W renomowanych liceach ogólnokształcących zdawalność kształtowała się na poziomie 90-99%. – Nie zdało 5% naszych uczniów – mówi Agnieszka Henel, dyrektorka I LO im. J. Słowackiego w Częstochowie.
Gorzej było w szkołach technicznych i w liceach profilowanych. W niektórych zdawalność kształtowała się na poziomie 30% – 45%. Tak było m.in. w technikum przy Zespole Szkół Mechaniczno-Elektrycznych im. Pułaskiego, w technikum w Zespole Szkół Technicznych z al.
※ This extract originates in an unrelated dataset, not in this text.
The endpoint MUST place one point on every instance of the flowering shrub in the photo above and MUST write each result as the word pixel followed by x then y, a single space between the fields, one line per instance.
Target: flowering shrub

Jana Pawła II czy w częstochowskiej „samochodówce” przy ul. Augustyna. Najgorsze wyniki osiągali uczniowie liceów profilowanych, np. w działającym w ramach Zespołu Szkół im. Kochanowskiego zdawalność wyniosła zaledwie 25%.
Jako powód dyrektorzy zwykle podają niski potencjał uczniów. – Trafiają do nas uczniowie, którzy już przy rekrutacji mają gorsze wyniki – mówi Tomasz Dobosz, dyrektor Zespołu Szkół Mechaniczno-Elektrycznych im. Pułaskiego. – Przez trzy lata nie da się wszystkiego nadrobić. By kształcić, potrzebne są chęci, nie tylko szkoły, ale też ucznia i rodziny. Są uczniowie, w których udaje nam się wzbudzić poczucie własnej wartości i zachęcić do pracy, widać wówczas efekty. Są jednak też tacy, którzy współpracopwać nie chcą. Poza tym maturę nie każdy musi zdać…
Drugi problem to fakt, że w niektórych szkołach do matury znaczna liczba uczniów w ogóle nie przystąpiła. Są placówki, w których na zdawanie nie zdecydowało się nawet 50% uczniów.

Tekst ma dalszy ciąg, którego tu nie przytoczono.